1. Introduction

All matter is made of atoms. Atoms have a nucleus, consisting of protons and neutrons, surrounded by electrons. The nucleus is concentrated in a very small space, about 10−15 m. An entire atom is on the order of 10−10 m, so the electrons are relatively far from the nucleus, and, strangely enough, atoms are mostly empty space.
Physicists have found that the electrons traveling around the atomic nucleus can have only certain specified energy levels. In other words, the energy levels of atomic electrons are quantized. When provided with more energy, the electrons can move from one energy level to another, but these different energy levels are not continuous—they come in discrete steps. This fundamental discovery is known as quantum mechanics. Quantum mechanics describes how an atom's electrons interact with electrons of other atoms and with photons.
Atomic electrons at higher energy levels can also lose energy, dropping down to a lower energy level. Again, the electron moves from one allowed energy state to another.

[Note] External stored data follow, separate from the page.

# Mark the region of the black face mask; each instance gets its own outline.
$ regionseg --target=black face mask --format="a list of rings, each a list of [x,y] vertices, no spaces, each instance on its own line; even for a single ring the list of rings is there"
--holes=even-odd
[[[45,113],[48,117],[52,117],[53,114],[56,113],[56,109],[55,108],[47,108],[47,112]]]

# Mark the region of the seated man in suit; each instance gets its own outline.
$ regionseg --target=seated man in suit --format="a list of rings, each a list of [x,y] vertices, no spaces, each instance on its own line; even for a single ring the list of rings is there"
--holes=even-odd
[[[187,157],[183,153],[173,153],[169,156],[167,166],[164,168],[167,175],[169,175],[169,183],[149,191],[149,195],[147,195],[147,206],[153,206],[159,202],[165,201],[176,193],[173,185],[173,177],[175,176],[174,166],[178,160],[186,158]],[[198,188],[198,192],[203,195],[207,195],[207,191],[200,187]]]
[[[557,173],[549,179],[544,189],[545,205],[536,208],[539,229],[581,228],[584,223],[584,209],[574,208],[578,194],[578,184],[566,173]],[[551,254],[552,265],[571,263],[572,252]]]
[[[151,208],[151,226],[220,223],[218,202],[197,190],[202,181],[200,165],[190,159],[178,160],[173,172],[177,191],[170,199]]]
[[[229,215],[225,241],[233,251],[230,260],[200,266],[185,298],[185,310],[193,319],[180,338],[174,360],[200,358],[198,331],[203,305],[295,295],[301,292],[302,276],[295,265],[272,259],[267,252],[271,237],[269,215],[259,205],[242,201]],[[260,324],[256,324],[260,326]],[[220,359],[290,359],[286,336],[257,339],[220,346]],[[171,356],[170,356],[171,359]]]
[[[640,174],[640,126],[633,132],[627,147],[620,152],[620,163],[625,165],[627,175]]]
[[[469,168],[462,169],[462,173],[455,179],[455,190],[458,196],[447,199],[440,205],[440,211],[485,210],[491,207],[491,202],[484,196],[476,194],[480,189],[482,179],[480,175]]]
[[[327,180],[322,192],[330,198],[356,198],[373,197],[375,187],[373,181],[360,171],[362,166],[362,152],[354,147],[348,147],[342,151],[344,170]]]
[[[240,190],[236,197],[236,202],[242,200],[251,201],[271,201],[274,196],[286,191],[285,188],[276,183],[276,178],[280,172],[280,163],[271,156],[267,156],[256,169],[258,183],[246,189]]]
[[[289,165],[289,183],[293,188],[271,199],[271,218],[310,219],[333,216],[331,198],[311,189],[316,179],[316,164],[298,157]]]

The lost energy can be carried away in the form of heat (vibrational energy) or in the form of light—when the electron reverts to a lower energy state, a photon of light is produced. The photon produced will have an energy equal to the difference between the electron's initial high energy state and the later lower-energy state. For visible light, we perceive these differences in photon energy as differences in the color of the light.
In this project, we will use a procedure that is similar to flame photometry to observe the color of light produced when various chemical compounds are burned. The experiment have to be performed carefully so that the flames stay small and under control.